Death, refugees, unemployment: it should at the very least leave a bad taste in the mouth.

With Friends Like These

Part of the U.S. addiction to militarism is our poor choice of friends. For the last 40 years, the United States has cultivated a close relationship with the Indonesian military (TNI). In the mid-1960s, the CIA helped the TNI identify purported Indonesian communists. The result: the killing of as many as a million Indonesians. The TNI’s massacres in East Timor are perhaps better known. As FPIF columnist Conn Hallinan explains in Enabling the Indonesian Military, the TNI has not cleaned house and finally some U.S. politicians are taking notice.

“The TNI’s track record has also angered some in the U.S. Congress,” Hallinan writes. “Representatives Nita Lowey (D-NY) and Chris Smith (R-NJ) are currently leading a campaign to cut the Bush administration’s proposed aid package because of Jakarta’s failure to prosecute human rights violations. But the Bush administration has been lining up allies to contain China. And there is more than 40 years of U.S. cooperation or acquiescence to the brutality of the Indonesian military. Such a blood relationship is hard to sever.”

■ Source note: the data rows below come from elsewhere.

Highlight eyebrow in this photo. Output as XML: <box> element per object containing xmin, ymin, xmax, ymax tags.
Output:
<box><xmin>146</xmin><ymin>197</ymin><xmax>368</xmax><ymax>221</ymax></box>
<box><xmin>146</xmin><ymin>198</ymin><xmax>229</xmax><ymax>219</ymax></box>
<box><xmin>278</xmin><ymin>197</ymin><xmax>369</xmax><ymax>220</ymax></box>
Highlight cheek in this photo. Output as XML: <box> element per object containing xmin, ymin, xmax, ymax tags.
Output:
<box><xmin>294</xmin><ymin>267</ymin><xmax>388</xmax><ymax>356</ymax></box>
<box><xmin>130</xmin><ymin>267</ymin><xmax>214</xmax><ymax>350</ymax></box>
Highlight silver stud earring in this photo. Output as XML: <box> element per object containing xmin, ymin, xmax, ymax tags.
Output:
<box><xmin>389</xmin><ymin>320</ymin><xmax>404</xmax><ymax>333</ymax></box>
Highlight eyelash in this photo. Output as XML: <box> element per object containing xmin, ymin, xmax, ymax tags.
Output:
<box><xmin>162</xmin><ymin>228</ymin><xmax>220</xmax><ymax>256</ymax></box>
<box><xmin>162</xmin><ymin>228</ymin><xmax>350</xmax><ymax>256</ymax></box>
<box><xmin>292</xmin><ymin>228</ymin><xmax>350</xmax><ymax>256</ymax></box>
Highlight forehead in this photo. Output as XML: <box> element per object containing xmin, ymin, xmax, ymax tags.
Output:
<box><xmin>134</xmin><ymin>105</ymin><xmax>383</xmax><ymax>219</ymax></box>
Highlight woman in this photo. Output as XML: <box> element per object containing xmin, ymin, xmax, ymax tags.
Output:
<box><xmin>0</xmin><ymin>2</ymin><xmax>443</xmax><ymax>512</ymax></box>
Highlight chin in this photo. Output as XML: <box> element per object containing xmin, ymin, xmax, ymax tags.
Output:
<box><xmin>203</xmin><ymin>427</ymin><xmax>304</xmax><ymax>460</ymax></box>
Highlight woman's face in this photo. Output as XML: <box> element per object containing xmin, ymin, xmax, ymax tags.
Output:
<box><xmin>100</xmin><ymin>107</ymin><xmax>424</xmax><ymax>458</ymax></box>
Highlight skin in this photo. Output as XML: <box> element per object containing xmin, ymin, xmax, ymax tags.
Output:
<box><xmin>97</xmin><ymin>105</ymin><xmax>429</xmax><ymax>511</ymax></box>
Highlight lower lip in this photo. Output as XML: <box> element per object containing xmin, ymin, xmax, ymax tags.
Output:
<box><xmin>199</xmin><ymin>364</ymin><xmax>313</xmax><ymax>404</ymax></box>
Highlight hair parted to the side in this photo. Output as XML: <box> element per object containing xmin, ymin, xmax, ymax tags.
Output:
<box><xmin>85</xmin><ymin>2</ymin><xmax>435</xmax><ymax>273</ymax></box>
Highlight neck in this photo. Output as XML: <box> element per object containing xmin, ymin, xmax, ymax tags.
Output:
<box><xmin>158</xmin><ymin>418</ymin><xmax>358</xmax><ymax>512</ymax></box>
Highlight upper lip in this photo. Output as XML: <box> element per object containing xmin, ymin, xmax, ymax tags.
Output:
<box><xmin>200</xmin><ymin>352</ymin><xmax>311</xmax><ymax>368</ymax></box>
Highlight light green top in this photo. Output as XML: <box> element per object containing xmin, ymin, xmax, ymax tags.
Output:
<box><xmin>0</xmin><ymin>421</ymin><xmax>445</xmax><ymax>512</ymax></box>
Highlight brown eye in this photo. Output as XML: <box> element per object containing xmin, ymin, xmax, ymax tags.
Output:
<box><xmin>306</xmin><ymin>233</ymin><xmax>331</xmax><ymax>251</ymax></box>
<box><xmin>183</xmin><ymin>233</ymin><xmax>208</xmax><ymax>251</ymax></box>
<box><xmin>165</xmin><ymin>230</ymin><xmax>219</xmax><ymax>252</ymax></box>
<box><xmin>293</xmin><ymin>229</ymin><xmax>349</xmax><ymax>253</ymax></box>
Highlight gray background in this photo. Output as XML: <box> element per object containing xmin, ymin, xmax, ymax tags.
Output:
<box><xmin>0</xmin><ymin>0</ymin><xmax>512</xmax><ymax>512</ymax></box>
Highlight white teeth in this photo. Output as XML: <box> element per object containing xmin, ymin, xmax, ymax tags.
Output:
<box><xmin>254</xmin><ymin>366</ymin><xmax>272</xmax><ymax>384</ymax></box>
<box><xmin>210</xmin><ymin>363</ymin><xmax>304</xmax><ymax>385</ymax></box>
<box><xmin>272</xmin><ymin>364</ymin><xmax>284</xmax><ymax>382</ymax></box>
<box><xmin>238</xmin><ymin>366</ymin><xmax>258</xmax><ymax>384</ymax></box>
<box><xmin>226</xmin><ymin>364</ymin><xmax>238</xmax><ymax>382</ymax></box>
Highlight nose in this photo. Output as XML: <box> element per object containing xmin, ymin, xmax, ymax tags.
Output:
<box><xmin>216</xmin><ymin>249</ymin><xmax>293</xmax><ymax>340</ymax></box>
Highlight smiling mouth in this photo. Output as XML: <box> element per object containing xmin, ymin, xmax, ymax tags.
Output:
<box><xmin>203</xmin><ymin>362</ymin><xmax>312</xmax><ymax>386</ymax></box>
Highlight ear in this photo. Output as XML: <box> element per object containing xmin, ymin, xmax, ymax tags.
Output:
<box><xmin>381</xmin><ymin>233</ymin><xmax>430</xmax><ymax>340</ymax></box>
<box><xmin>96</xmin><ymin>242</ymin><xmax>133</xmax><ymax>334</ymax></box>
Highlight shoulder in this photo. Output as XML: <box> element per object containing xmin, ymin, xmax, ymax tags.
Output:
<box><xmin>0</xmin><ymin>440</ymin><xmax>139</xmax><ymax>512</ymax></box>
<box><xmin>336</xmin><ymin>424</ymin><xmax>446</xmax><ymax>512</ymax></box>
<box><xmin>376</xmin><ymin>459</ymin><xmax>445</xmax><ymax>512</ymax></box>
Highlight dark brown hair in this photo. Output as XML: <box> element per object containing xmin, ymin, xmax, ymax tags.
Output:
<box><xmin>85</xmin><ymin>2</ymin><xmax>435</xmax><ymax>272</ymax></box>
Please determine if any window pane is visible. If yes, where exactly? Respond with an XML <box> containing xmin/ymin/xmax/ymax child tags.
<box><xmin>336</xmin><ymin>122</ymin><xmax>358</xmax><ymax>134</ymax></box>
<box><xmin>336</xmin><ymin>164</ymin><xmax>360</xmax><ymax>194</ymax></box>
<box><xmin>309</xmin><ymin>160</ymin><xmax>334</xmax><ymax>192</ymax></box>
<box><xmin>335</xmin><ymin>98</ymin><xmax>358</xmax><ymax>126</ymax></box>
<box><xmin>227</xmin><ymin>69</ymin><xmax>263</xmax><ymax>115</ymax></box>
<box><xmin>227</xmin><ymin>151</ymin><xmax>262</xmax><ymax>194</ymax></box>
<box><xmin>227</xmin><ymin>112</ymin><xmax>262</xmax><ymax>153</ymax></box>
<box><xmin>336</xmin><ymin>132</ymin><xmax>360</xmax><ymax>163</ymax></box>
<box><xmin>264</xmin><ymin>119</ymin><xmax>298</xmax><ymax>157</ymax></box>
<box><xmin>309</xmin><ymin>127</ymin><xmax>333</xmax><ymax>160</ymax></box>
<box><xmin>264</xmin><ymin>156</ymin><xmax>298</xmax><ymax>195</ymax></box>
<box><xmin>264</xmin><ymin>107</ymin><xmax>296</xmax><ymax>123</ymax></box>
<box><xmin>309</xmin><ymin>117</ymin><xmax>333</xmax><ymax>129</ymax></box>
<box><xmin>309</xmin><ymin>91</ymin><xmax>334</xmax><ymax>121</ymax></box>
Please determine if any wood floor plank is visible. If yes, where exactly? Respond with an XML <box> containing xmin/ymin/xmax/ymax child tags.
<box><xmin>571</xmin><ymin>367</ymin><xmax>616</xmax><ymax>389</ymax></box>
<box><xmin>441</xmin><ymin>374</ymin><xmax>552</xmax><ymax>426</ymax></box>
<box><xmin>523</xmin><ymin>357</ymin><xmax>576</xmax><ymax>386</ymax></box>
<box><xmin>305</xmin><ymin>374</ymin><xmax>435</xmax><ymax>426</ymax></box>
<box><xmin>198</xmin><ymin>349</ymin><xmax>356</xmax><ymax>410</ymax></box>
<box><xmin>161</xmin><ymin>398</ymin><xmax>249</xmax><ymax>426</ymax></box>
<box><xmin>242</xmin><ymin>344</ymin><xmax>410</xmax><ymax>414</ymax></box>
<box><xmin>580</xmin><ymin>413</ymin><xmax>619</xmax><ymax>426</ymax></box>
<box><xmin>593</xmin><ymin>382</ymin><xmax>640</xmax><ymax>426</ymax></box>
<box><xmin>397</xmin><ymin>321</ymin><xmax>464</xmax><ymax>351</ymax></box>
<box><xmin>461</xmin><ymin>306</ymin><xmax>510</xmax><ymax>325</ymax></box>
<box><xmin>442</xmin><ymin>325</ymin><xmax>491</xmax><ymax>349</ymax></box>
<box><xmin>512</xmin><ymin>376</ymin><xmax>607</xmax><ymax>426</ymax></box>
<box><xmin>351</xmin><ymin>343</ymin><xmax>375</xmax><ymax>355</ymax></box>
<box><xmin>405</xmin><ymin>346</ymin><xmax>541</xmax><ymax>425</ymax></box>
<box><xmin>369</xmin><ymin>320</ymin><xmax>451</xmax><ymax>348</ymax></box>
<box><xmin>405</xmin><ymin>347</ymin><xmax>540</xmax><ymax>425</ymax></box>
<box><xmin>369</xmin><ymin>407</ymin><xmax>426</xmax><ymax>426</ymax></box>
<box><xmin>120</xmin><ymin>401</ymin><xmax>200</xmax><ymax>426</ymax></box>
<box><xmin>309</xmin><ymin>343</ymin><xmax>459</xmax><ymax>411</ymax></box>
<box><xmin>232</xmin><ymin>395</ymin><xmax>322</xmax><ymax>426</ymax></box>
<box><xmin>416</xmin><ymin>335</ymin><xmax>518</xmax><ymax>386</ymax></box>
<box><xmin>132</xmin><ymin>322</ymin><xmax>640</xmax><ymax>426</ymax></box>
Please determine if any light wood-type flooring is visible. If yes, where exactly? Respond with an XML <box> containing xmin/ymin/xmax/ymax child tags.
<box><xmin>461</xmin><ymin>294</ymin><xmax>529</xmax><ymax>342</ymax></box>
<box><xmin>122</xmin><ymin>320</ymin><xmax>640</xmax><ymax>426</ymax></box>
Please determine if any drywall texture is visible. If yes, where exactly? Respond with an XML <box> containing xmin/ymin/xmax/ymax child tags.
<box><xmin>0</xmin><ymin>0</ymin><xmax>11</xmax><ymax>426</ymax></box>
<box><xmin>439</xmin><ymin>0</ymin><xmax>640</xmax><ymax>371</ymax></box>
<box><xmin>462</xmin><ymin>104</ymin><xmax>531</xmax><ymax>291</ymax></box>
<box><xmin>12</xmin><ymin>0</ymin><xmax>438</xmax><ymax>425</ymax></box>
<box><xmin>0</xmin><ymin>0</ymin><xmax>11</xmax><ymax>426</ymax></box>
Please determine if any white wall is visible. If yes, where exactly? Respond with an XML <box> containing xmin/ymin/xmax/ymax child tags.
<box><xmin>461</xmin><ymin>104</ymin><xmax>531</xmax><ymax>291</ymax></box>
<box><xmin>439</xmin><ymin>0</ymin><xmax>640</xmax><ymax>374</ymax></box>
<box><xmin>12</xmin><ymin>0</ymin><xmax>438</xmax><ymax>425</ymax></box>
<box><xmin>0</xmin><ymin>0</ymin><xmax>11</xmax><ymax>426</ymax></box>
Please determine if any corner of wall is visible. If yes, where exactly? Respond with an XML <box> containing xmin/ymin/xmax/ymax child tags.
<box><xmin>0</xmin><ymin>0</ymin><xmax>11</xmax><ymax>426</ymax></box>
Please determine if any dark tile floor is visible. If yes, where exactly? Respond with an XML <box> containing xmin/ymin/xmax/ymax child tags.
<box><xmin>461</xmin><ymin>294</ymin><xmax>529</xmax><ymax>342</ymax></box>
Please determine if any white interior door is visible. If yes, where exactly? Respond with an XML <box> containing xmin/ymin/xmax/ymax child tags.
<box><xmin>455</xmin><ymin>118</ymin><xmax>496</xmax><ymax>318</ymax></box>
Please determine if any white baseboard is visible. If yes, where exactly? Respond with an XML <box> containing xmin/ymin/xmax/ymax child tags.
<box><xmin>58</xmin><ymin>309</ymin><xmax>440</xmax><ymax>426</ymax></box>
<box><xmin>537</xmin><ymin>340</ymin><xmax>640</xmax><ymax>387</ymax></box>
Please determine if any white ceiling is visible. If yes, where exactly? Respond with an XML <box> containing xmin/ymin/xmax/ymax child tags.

Another key U.S. friend has been Morocco. Washington has recently welcomed the Moroccan government’s offer of autonomy to Western Sahara, where a movement for self-determination has been struggling for decades.

“The ongoing conflict between Morocco and the Western Sahara nationalists, led by the Polisario Front, has resulted in enormous suffering by the Western Saharan people, over half of whom live in refugee camps in neighboring Algeria,” writes FPIF Middle East editor Stephen Zunes in The Future of Western Sahara. “The Bush administration and a bipartisan group of congressional leaders have enthusiastically supported the Moroccan autonomy plan as a means of ending the conflict. But Morocco’s plan for autonomy falls well short of what is necessary to bring about a peaceful resolution to the conflict. It also poses a dangerous precedent that threatens the very foundation of the post-World War II international legal system.”

The issue of Western Sahara hasn’t gotten much play in the U.S. media. Most Americans would be hard pressed to pick it out on a map. If Western Sahara manages to become a prime coffee exporting zone—“Would you like milk and sugar in your Western Saharan blend?”—only then perhaps will it occupy a more prominent place in our geography of taste.